Cardinal Martino: Chiesa in America contro gli effetti negativi della globalizzazione

Intervento all'Università Iberoamericana (Messico)

| 348 hits

CITTA’ DEL MESSICO, martedì 30 marzo 2004 (ZENIT.org).- Il Presidente del Pontificio Consiglio della Giustizia e della Pace, il cardinale Renato R. Martino, da domenica 28 marzo fino al 2 aprile in visita pastorale in Messico per prendere parte ad eventi civili ed ecclesiali di rilievo, ha partecipato stamani all’inaugurazione del III Congresso Mondiale delle Famiglie di Città del Messico.



A riferirlo è un comunicato stampa del dicastero romano di cui il porporato è presidente, nel quale si afferma anche che il cardinale ha subito dopo partecipato ad un incontro con gli studenti e i docenti dell’Università Iberoamericana in occasione del 60° anniversario della fondazione dell’ateneo.

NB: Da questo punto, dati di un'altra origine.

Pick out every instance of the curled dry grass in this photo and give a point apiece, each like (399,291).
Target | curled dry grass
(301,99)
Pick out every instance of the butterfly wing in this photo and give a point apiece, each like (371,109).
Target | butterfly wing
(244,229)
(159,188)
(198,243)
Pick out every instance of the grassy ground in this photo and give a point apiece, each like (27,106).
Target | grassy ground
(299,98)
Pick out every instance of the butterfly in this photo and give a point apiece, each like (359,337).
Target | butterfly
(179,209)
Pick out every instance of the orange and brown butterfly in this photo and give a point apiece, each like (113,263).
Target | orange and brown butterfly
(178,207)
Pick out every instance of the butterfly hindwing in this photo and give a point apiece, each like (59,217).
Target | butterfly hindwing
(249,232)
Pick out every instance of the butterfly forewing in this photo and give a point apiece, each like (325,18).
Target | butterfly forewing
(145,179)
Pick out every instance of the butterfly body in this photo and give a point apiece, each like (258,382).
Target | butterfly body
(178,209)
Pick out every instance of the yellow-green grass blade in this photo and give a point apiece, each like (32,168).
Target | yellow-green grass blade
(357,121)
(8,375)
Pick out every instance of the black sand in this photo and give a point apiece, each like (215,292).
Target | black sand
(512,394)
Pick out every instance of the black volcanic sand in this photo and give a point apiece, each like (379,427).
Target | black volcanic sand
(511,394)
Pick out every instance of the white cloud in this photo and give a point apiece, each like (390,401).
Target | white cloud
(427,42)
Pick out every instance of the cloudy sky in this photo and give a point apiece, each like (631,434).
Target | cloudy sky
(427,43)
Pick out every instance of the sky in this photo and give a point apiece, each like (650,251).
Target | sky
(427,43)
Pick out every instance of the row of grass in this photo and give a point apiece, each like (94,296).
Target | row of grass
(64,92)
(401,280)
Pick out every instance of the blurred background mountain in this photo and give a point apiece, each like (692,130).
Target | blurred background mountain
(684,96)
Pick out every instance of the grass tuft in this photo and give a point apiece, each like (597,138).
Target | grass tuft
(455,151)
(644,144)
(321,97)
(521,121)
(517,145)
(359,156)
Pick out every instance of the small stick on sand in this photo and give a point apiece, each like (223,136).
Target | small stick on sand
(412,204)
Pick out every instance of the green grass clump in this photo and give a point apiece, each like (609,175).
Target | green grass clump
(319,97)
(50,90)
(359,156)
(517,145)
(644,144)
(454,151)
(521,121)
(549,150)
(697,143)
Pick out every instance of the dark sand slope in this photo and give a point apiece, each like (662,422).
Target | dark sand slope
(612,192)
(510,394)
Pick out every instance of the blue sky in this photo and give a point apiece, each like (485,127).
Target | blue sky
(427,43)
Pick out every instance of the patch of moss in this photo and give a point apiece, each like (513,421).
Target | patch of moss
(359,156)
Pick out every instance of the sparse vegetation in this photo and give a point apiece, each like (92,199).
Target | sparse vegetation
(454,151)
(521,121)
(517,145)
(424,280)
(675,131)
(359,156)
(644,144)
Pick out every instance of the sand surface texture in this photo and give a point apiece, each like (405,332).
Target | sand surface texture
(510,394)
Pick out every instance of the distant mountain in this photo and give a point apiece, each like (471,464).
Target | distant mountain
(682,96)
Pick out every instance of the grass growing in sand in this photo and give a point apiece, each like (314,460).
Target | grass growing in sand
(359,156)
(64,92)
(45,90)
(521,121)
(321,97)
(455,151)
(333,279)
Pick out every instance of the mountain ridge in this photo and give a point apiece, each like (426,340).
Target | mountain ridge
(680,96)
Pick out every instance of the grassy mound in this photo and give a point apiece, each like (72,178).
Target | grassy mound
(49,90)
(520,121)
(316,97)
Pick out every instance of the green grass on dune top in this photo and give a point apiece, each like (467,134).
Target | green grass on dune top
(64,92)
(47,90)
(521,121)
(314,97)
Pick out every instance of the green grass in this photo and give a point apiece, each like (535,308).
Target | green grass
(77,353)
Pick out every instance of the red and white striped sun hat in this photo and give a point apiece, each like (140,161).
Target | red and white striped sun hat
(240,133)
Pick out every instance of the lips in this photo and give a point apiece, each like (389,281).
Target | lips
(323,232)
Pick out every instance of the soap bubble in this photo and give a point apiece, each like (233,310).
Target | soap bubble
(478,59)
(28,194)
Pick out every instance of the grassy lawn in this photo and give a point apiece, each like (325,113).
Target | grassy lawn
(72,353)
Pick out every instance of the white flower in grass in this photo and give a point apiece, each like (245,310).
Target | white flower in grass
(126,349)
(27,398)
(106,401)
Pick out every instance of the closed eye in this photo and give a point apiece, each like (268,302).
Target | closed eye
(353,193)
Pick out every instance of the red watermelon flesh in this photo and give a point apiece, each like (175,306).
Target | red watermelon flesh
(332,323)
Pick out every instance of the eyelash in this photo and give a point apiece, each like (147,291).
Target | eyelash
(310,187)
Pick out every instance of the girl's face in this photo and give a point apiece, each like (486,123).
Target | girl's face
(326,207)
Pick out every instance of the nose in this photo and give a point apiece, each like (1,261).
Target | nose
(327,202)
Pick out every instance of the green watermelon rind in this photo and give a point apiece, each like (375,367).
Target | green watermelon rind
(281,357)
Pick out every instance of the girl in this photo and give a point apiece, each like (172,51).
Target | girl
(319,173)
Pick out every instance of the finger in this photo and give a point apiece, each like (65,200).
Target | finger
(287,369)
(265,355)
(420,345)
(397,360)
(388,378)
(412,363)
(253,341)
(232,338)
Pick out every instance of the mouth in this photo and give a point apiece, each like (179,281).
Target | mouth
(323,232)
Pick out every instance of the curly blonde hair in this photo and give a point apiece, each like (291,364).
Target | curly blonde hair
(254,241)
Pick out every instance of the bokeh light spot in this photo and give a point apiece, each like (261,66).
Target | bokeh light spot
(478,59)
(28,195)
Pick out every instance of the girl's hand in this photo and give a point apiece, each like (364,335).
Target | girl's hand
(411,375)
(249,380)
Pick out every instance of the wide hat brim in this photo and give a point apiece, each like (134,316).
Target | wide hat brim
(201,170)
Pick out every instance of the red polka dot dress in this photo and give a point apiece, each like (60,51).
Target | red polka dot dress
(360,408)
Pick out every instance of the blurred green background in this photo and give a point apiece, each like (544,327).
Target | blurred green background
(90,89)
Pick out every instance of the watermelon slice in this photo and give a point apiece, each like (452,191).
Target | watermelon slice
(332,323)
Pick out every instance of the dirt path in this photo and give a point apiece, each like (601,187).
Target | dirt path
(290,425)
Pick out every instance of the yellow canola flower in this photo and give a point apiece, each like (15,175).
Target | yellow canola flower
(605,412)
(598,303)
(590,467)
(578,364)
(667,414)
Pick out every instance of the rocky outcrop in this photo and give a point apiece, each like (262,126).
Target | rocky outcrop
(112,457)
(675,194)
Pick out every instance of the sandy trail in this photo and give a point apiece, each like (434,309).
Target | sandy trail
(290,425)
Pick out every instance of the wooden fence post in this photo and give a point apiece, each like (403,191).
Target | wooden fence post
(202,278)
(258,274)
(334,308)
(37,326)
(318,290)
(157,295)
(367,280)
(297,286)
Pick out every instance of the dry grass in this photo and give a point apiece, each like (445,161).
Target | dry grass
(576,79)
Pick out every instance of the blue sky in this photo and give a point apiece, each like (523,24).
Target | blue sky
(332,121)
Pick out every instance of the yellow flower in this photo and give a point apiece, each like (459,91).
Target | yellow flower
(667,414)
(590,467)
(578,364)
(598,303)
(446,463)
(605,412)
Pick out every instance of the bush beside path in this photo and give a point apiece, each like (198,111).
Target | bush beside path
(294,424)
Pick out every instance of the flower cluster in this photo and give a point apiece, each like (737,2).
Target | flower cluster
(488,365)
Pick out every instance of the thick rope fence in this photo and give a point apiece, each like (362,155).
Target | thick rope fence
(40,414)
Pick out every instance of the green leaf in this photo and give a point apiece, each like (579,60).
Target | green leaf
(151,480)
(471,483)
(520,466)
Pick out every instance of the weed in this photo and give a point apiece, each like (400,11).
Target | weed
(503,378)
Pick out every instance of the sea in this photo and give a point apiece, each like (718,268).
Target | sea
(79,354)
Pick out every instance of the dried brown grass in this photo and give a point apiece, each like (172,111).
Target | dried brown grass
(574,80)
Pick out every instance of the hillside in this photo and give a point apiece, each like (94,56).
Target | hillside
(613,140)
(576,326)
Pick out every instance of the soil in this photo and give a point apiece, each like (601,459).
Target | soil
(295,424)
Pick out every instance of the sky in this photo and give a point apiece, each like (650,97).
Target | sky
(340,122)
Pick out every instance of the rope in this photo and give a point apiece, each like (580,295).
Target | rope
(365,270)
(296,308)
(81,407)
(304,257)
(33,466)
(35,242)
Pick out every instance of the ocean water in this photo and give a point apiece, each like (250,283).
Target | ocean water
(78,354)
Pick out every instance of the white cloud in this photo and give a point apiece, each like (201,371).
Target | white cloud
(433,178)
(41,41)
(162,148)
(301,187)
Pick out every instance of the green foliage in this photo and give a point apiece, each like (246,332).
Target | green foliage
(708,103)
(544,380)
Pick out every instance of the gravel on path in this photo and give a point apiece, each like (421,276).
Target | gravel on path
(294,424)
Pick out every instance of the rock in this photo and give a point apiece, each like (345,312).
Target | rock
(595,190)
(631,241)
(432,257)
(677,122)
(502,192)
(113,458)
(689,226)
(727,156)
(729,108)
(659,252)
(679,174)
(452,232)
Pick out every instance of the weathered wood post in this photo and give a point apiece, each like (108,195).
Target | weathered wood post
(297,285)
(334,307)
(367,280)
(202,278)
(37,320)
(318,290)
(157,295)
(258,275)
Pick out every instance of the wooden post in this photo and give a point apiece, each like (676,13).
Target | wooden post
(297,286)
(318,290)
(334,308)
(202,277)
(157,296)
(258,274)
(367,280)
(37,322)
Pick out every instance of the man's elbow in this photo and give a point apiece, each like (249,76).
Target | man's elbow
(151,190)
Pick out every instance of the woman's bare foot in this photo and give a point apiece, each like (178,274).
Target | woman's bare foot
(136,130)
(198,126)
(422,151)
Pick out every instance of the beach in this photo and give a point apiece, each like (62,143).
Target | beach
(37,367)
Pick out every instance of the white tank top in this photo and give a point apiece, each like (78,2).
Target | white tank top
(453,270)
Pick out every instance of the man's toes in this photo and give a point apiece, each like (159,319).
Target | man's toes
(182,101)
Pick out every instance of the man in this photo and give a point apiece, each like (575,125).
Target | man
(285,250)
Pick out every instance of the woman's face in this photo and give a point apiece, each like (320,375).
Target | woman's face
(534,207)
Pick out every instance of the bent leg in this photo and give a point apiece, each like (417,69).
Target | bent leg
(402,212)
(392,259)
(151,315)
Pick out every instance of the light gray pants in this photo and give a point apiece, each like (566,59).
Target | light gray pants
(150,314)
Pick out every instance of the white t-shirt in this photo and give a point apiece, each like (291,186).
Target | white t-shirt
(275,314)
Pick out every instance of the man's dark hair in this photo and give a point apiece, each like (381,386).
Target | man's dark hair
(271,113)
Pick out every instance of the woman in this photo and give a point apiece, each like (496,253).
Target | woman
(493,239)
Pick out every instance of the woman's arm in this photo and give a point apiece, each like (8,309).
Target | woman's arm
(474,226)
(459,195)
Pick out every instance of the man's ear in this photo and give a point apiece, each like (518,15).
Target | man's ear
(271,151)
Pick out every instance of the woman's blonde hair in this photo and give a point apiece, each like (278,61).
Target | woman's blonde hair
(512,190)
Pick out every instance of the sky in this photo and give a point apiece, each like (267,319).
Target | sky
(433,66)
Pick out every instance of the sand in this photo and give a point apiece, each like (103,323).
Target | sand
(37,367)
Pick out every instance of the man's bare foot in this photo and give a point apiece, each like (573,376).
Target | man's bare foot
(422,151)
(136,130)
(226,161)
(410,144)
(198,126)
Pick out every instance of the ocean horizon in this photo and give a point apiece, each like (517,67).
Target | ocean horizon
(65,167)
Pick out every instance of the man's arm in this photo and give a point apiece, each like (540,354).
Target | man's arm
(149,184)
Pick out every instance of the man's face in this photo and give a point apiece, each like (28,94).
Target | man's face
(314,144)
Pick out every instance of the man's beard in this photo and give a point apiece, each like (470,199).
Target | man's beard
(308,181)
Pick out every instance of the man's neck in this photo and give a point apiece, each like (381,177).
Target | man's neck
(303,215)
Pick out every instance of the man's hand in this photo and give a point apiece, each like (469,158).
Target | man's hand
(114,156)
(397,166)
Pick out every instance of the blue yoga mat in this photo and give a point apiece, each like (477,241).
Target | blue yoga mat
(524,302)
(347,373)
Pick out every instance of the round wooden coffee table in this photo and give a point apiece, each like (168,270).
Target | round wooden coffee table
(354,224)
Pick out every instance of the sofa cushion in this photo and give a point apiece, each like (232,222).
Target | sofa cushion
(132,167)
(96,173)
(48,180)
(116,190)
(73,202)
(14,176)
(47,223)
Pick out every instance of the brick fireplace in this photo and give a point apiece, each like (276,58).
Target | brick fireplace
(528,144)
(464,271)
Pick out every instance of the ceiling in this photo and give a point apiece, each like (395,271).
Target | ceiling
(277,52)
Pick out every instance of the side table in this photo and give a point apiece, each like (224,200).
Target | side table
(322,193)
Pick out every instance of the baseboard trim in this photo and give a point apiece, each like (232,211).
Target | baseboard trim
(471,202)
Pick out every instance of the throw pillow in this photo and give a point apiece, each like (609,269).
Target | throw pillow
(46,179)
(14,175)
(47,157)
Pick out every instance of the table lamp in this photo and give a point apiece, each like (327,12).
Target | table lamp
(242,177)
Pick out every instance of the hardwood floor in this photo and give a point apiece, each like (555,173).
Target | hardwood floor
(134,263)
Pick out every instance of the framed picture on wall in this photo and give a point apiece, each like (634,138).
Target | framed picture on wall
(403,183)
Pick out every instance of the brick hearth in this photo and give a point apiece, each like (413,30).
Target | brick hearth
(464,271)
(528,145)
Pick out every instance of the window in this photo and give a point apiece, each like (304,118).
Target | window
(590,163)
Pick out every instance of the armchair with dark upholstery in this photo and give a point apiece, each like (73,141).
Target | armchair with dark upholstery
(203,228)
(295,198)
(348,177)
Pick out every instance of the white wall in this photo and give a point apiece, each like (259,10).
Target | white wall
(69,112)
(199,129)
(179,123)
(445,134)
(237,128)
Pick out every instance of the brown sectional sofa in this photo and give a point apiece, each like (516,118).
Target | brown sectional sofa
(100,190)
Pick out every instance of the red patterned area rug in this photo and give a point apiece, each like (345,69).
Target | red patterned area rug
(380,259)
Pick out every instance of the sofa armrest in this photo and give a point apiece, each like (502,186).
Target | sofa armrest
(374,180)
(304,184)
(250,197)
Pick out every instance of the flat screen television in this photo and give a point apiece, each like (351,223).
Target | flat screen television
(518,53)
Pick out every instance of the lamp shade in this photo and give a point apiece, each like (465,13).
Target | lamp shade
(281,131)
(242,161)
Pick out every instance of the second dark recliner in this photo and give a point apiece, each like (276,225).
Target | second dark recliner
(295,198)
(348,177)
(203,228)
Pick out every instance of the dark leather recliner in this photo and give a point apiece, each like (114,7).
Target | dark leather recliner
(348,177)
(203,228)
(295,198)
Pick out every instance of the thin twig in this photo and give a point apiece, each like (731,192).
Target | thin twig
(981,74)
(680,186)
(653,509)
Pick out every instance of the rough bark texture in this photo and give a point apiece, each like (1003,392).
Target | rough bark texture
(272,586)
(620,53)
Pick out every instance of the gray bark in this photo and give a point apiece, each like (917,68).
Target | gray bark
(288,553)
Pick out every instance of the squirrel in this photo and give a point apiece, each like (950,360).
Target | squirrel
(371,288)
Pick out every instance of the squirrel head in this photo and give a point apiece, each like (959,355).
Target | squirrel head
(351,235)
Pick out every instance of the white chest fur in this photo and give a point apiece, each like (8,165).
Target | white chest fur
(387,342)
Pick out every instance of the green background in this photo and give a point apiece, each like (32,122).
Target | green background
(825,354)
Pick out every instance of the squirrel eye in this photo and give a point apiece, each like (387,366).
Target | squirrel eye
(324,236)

In questa occasione il cardinal Martino, nell’appuntare il proprio discorso sul contributo della Chiesa per porre fine alla povertà che affligge intere nazioni nel mondo, ha sottolineato l’importanza di fare in modo che tali popoli “esclusi o emarginati, entrino nel circolo dello sviluppo economico e umano”.

Pertanto, ha poi aggiunto il cardinale Martino, “è necessario non soltanto dare a questi popoli il superfluo delle società dell’abbondanza, ma anche e soprattutto cambiare gli stili di vita, i modelli di produzione e di consumo, le strutture consolidate di potere che oggi reggono le società”.

Il cardinale Martino ha quindi posto in luce il valido contributo della dottrina sociale della Chiesa alla soluzione dei problemi dell’attuale economia globalizzata, rilevando che la sua visione morale in questa materia “si fonda sulle tre pietre angolari della dignità umana, della solidarietà e della sussidiarietà”

“La Chiesa in America – ha detto il porporato – è chiamata non solo a promuovere una maggiore integrazione tra le nazioni, contribuendo a creare una vera cultura globalizzata della solidarietà ma anche a collaborare con i mezzi legittimi alla riduzione degli effetti negativi della globalizzazione, quali il dominio dei più forti sui più deboli, specialmente in campo economico, e la perdita dei valori delle culture locali in favore di una malintesa omogenizzazione”.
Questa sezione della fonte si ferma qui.